Audi fait face à un ralentissement important du marché américain. De nouvelles données révèlent que les ventes du constructeur automobile de luxe ont chuté de 30 % au premier trimestre, avec seulement 29 886 véhicules vendus. Même si l’entreprise attribue ce déclin au refroidissement du marché et aux pressions tarifaires, les chiffres suggèrent une lutte plus profonde pour maintenir sa dynamique face à ses principaux rivaux allemands et japonais.
La crise des SUV : un problème central
Pour la plupart des marques de luxe modernes, le segment des SUV est le principal moteur de croissance.
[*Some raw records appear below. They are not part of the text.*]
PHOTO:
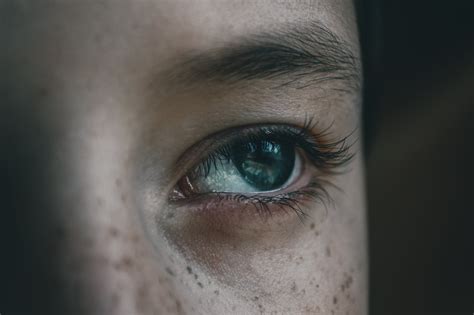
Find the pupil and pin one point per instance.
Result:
(266, 165)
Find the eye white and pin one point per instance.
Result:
(225, 177)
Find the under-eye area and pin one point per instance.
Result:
(265, 170)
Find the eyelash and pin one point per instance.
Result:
(327, 157)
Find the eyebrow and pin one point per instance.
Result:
(295, 55)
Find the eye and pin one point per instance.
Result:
(279, 166)
(253, 166)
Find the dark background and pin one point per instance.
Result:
(419, 125)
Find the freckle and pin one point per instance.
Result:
(113, 231)
(328, 251)
(123, 197)
(293, 287)
(169, 271)
(179, 308)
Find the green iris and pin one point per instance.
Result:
(266, 165)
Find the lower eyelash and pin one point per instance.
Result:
(294, 201)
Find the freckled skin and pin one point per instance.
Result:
(102, 237)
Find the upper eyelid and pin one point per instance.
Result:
(213, 141)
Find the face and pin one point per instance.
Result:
(178, 157)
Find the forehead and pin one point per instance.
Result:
(179, 24)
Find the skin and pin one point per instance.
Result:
(101, 128)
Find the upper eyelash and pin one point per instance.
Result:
(327, 156)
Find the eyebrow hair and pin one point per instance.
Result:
(295, 55)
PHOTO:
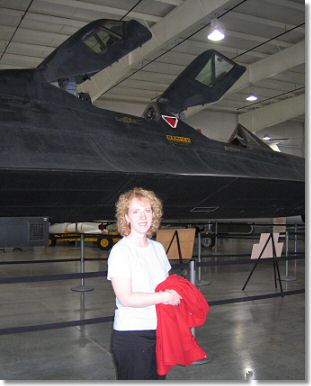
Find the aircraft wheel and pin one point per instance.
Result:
(104, 243)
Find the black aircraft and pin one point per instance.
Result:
(64, 159)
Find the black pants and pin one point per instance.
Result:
(134, 354)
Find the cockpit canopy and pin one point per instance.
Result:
(93, 48)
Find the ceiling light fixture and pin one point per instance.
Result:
(216, 31)
(251, 98)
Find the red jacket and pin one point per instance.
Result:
(176, 345)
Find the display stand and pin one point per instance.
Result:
(275, 264)
(178, 242)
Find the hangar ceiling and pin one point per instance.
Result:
(268, 36)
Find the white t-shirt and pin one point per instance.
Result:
(146, 267)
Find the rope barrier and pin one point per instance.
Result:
(105, 319)
(66, 276)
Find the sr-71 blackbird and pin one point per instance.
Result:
(64, 159)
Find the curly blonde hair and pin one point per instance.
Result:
(122, 207)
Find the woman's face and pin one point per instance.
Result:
(139, 216)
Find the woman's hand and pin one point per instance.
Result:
(173, 298)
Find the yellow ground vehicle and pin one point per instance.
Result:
(104, 236)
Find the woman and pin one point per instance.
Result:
(136, 265)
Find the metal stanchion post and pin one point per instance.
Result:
(82, 288)
(200, 282)
(192, 279)
(199, 255)
(287, 277)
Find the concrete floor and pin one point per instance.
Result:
(253, 340)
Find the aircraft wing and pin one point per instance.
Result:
(93, 48)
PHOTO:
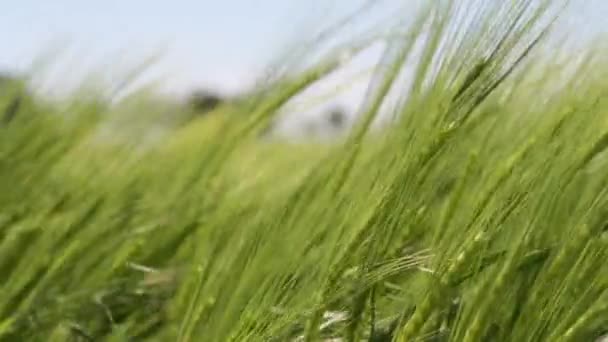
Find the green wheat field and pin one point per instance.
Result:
(480, 213)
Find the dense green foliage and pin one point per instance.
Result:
(481, 214)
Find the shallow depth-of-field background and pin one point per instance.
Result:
(479, 214)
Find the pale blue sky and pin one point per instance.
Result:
(204, 41)
(217, 42)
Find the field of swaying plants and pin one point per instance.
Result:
(479, 214)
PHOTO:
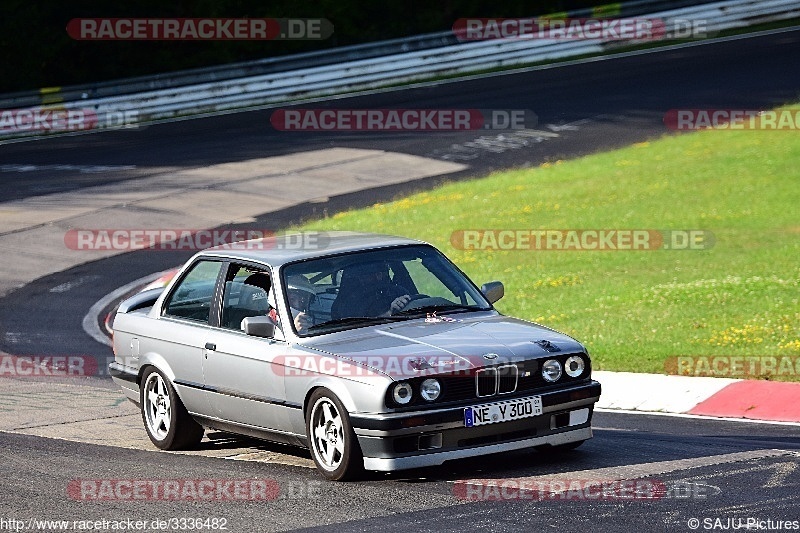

Cependant, Audi constate une contraction généralisée sur l’ensemble de sa gamme d’utilitaires :
- Q5 : Reste le best-seller de la marque avec 10 100 unités, mais même ce modèle « héros » a connu une baisse de 26 %.
- T7 et T8 : Les ventes ont chuté de 30 % et 25 % respectivement.
- T3 : Le modèle, désormais retiré, a connu une baisse de 20 %.
Cette tendance à la baisse dans l’ensemble du spectre des SUV est préoccupante, car ce sont généralement ces véhicules à marge élevée qui soutiennent la rentabilité d’une marque lors des changements économiques.
Des résultats mitigés dans le segment des berlines
Alors que les SUV sont en difficulté, la gamme de berlines d’Audi offre une lueur de stabilité, quoique dans des niches spécifiques. La A5 a connu une augmentation de 6 % et la A6 a augmenté de 9 %, ce qui indique qu’un certain intérêt des consommateurs persiste pour les berlines de luxe traditionnelles.
A l’inverse, le segment des berlines haut de gamme est en pleine tourmente. L’A7 a connu une baisse stupéfiante de 72 % (en grande partie en raison de son arrêt prévu pour 2026), tandis que le produit phare A8 a chuté de 43 %. Le déclin de l’A8 est particulièrement notable puisque le modèle devrait être progressivement abandonné plus tard cet été, ce qui suggère un manque de confiance des acheteurs dans une plateforme en voie de disparition.
La crise des véhicules électriques
L’aspect le plus alarmant du rapport du premier trimestre est peut-être l’effondrement quasi total des ventes de véhicules électriques (VE) d’Audi. Alors que l’industrie s’oriente vers l’électrification, Audi semble perdre la course :
- E-tron au 4e trimestre : Les ventes ont augmenté de 93 %, avec seulement 90 unités vendues.
- E-tron au 6e trimestre : Les ventes ont plongé de 90 % à seulement 309 unités.
- e-tron GT : Baissé de 75 %, pour un total de seulement 63 unités.
Cette sous-performance massive dans le secteur des véhicules électriques suggère qu’Audi a du mal à convertir ses acheteurs de luxe traditionnels en acheteurs électriques, ou que sa gamme électrique actuelle ne répond pas aux attentes du marché.
Contexte du marché : Audi contre la concurrence
Pour comprendre la gravité de la situation d’Audi, il faut regarder comment ses concurrents ont géré les mêmes conditions de marché. Alors qu’Audi a perdu près d’un tiers de son volume, ses concurrents sont restés remarquablement stables :
| Marque | Volume des ventes du premier trimestre | Changement par rapport à l’année précédente |
|---|---|---|
| BMW | 84 231 | -3,9% |
| Lexus | 80 952 | -2,5% |
| Mercedes-Benz | 70 000 | -3,0% |
| Audi | 29 886 | -30,0% |
Les données montrent que le marché du luxe au sens large ne disparaît pas ; Au contraire, Audi perd des parts de marché au profit de marques comme BMW et Lexus, qui ont réussi à naviguer dans le climat économique actuel avec une bien plus grande stabilité.
Une lueur d’espoir sur le marché de l’occasion
Une petite note positive est l’augmentation de 6 % des ventes de véhicules d’occasion certifiés (CPO), qui ont atteint 12 820 unités. Cela suggère que même si la fidélité à la marque demeure, les consommateurs sont de plus en plus sensibles aux prix, optant pour le prestige des « quatre anneaux » via des avenues d’occasion plus abordables plutôt que de nouveaux modèles d’exposition.
Conclusion
Audi est actuellement pris dans une transition difficile, confronté simultanément à un déclin de ses modèles de SUV les plus rentables et à un quasi-effondrement de ses ventes de véhicules électriques. Pour reprendre pied, la marque devra s’appuyer fortement sur son prochain portefeuille de produits, notamment les nouveaux Q3, Q7 et Q9, pour stabiliser sa présence sur le marché américain.